FAQ
Questions companies usually ask first
Clear answers help you understand how the engagement works before we get on a call.
What Is Computer Vision Quality Inspection For Manufacturing?
Computer vision quality inspection uses cameras, image processing, AI models, review screens, dashboards, and integrations to detect or classify defects on parts, products, labels, packaging, assemblies, or production-line output.
What Defects Can Computer Vision Detect?
Computer vision can support scratches, dents, missing parts, incorrect assembly, label errors, surface marks, shape variation, package issues, color differences, dimension signals, contamination, and other visible defects when the image quality and defect examples are suitable.
Do We Need Cameras Installed Before Starting?
Not always. We can start with sample images, existing inspection photos, video clips, or a camera-readiness review. If the use case is promising, the pilot can define camera placement, lighting, lens needs, station setup, and data capture requirements.
Should Inspection AI Run On Edge Hardware Or In The Cloud?

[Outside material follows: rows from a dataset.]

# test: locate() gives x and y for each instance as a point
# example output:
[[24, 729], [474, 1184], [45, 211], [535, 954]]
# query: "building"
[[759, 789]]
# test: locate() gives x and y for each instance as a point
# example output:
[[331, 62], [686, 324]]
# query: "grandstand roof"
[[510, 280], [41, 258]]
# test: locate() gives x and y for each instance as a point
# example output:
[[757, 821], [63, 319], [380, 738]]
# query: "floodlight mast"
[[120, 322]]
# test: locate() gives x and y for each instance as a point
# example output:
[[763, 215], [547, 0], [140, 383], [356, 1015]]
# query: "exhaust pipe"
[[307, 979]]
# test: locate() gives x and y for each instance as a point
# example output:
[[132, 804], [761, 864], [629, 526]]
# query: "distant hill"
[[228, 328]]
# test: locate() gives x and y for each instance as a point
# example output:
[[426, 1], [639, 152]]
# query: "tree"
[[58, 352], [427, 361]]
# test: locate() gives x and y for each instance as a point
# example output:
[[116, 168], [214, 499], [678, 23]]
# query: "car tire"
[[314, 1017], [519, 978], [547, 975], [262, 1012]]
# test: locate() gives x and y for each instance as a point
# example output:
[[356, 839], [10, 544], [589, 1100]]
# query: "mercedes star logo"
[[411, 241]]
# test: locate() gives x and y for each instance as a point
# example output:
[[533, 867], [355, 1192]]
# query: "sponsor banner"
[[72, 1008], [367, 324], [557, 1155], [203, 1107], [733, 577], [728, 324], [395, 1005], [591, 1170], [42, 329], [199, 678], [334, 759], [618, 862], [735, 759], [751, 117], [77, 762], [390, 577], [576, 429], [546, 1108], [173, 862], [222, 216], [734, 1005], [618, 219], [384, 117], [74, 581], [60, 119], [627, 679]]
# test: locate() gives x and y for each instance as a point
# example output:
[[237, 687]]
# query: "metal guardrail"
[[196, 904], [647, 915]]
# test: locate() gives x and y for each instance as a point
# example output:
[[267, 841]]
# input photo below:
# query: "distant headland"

Edge or local inference is often useful for low latency, plant connectivity, privacy, and high camera volume. Cloud inference can simplify central updates, heavier models, and cross-site reporting. The right choice depends on line speed, image volume, network rules, and maintenance ownership.
Can Computer Vision Inspection Integrate With ERP, MES, Or QMS Systems?
Yes. We can connect inspection decisions, evidence, defect counts, batch details, alerts, and QA reports to ERP, MES, QMS, WMS, ticketing, dashboards, or custom APIs depending on your current system access.
How Do You Measure Whether An Inspection Model Is Ready?
Readiness is measured with business and model metrics: missed-defect risk, false-positive rate, precision, recall, latency, operator review workload, station throughput, evidence quality, integration reliability, and improvement against the baseline inspection process.
How Long Does A Manufacturing Vision Inspection Pilot Take?
Timeline depends on sample availability, defect variety, labeling effort, camera setup, line access, integration needs, and target accuracy. A feasibility review can quickly separate a focused pilot from a larger data or hardware preparation effort.